TheBanyanTree: If I've Said it Once

maria gibson spaceforone at gmail.com
Thu May 18 19:32:40 PDT 2006


Look.

I don't want, need, desire a long term or traditional relationship.  I had a
perfectly fine one of those animals just fifteen minutes down the road and
had to let it go.  Wasn't sure at the time why I was so willing to do that
but it has become clearer each day I have been away.
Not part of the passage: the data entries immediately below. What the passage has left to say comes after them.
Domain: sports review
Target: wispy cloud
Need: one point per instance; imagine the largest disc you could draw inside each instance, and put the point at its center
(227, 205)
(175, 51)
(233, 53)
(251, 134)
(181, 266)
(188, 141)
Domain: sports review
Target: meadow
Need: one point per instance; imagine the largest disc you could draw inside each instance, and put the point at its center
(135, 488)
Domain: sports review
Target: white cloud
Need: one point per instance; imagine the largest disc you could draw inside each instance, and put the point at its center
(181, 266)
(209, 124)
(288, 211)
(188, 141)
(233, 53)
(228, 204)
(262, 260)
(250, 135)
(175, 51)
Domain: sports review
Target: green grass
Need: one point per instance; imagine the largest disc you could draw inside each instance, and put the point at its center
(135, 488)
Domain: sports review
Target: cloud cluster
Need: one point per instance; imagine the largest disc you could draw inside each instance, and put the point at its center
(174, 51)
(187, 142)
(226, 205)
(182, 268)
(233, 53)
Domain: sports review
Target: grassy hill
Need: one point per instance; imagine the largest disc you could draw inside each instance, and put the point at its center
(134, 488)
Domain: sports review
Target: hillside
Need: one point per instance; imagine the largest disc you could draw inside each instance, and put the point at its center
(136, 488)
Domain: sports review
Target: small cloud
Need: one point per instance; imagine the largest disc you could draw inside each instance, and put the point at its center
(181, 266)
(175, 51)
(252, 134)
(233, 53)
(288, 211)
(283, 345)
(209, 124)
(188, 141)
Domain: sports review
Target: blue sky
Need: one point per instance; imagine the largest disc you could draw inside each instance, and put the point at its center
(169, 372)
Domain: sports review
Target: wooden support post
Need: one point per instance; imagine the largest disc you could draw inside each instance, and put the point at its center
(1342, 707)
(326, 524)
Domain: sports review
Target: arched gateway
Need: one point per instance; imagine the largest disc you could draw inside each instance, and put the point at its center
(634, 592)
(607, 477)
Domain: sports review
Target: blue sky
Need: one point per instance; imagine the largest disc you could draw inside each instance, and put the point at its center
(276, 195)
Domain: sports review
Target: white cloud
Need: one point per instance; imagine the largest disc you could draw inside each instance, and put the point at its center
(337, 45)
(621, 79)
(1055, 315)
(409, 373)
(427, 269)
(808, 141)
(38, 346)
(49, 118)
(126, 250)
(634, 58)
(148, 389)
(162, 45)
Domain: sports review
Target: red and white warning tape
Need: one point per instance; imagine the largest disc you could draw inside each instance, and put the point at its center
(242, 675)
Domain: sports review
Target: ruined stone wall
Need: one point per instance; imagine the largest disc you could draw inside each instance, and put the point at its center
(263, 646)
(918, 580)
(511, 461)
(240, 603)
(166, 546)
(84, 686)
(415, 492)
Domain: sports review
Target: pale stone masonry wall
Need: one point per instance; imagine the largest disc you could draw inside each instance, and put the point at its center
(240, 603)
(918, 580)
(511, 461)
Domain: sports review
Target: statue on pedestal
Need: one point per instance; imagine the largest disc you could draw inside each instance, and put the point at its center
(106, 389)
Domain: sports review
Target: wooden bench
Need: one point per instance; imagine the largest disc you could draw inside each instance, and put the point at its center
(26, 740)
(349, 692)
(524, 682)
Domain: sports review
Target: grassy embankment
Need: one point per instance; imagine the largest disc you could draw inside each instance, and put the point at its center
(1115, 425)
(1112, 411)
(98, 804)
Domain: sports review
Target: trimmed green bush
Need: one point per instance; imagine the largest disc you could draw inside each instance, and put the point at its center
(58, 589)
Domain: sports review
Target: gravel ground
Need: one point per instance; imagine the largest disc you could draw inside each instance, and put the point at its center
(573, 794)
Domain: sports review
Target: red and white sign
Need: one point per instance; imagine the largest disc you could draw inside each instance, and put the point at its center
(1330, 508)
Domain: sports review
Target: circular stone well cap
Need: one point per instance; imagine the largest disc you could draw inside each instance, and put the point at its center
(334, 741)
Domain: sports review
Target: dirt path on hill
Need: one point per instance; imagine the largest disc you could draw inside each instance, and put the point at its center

It was stifling for me,
turns out, and so I am not only not seeking such another animal, I am
actively unseeking it.

Here's what I want.

I want to see you a couple of times a week for fun and games, a good time to
be had by all.  I want you to look forward to it and anticipate it as much
as I do.  I want you to think about it and get a quick delicious shiver down
your spine.  I want to sometimes meet for a drink and shoot the shit about
everything and nothing as we play footsies under the table and gently caress
with fingertips and eyes.  I want to take the occasional trip to the beach
for a day or weekend and watch the sun rise and set, play in the waves, bake
in the hot sun and eat cold chicken in a cooling bed.  I want to stroll the
boardwalk and have you lag behind to check out my ass and then get close and
nuzzle my neck whispering of what you'll be doing later.  I want your voice
so soft in my left ear begging me to let go, let it happen as you move
slowly, your whole weight pressing me into the down.  Intertwined toes, arms
encircling mine from behind and above; gentle, firm, excrutiatingly tender
insistance joining gutteral enjoyment.

I don't want a boyfriend.

I want you and I to live the other five days a week without having to
explain every movement.  I don't want demands, laundry or bills or shared
offspring.  I want to enjoy the good of us, discuss until the wee hours the
least of us and then fall back into newly learned niches of nudity, discover
new territories, have coffee in the morning and then kiss goodbye.  For
today.  For a few days.  And then start all over again.

I need quasi-intimacy.  Nothing more and nothing less.